Witnessing this devastation was heartbreaking, and I knew I had to do something to help. That’s why I encouraged my friend working with me to develope a device designed to skim oil from water surfaces, aimed at reducing environmental harm in coastal fishing villages. I carried out extensive testing and optimization trials to improve its performance, contributing to efforts in marine conservation and supporting communities that rely on the sea for their livelihoods.
I was born and raised in a country where one-third of the land is dedicated to agriculture, giving me the chance to travel across many provinces and witness farmers working tirelessly in their fields.
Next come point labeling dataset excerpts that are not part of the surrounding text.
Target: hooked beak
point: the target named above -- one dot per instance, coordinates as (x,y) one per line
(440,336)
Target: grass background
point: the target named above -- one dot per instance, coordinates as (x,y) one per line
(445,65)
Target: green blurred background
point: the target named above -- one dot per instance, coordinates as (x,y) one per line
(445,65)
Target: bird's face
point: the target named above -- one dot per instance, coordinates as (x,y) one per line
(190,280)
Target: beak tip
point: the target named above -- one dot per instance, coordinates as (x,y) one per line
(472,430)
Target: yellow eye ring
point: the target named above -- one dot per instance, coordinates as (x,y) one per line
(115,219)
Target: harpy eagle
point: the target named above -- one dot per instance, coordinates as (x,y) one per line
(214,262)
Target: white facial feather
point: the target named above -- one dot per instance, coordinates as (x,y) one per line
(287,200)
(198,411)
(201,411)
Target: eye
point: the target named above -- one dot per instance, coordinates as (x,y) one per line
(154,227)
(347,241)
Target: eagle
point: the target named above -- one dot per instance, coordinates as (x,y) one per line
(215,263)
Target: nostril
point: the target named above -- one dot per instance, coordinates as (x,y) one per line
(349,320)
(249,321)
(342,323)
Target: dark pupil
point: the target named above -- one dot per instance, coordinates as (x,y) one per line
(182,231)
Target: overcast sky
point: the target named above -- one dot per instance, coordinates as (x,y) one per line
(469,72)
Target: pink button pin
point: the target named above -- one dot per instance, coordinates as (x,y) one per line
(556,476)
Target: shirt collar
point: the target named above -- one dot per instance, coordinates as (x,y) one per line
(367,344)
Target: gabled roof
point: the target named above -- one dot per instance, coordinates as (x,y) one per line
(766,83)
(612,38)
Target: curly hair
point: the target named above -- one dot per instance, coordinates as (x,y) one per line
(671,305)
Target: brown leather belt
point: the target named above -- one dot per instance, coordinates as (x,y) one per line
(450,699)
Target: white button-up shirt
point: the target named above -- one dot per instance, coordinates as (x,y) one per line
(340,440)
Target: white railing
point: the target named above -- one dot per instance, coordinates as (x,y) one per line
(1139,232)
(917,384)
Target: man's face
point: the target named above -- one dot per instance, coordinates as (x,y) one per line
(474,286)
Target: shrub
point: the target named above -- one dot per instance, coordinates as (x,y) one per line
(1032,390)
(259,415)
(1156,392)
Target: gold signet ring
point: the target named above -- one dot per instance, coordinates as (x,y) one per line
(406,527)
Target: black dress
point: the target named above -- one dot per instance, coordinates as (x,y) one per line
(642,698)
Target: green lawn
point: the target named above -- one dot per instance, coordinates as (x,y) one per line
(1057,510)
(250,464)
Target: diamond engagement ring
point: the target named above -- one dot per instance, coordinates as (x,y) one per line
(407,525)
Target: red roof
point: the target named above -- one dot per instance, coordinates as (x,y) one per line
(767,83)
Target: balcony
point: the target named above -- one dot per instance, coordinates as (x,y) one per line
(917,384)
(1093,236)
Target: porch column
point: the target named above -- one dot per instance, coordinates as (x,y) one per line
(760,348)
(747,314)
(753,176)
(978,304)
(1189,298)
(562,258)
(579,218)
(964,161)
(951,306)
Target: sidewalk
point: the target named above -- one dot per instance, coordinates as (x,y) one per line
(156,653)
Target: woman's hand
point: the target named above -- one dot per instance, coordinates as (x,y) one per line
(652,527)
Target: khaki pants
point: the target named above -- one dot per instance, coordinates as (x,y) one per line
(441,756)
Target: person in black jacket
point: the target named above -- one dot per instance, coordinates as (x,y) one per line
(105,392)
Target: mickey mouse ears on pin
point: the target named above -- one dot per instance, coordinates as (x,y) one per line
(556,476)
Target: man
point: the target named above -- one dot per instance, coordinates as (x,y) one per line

Despite their efforts, I’ve seen numerous challenges, particularly in rice cultivation, which is vital to our food supply. Unfortunately, rice productivity is often hindered by diseases that affect crops each year.
To address this, my team and I developed a method that uses artificial intelligence to detect and recognize rice diseases with high precision. By leveraging deep neural networks, I implemented the YOLOv8 network for detection and DenseNet-121 for recognition. After testing this approach on both the Kaggle and Vietnamese rice disease datasets, I achieved accuracy rates of 93% and 96%, respectively, demonstrating the method's effectiveness in diagnosing rice diseases early and accurately.
My journey into thin film technology began with a fascination for innovative materials. Driven by the desire to create a transparent and thermoelectric material, me and my team developed gallium-doped zinc oxide (GZO) thin films. I conducted a thorough analysis of GZO’s properties using X-ray diffraction (XRD), scanning electron microscopy (SEM), and UV-Vis spectroscopy to assess its potential for electronic and optoelectronic applications.
Along with the gallium research, I also focused on aluminum-doped zinc oxide (ZnO) thin films. Me and my team prepared these films using DC magnetron sputtering, adjusting aluminum concentrations between 3% and 5% by weight and sputtering at 60 watts for 20 minutes.
To enhance their properties, we annealed the films at temperatures ranging from 300°C to 500°C in an argon atmosphere. Characterizing the crystal structure with X-ray diffraction revealed a hexagonal wurtzite structure, while UV-Vis spectroscopy confirmed their transparency. Testing their thermoelectric potential with Seebeck coefficient and conductivity measurements showed promising results. This research opened the door to exciting applications in energy harvesting and environmental solutions.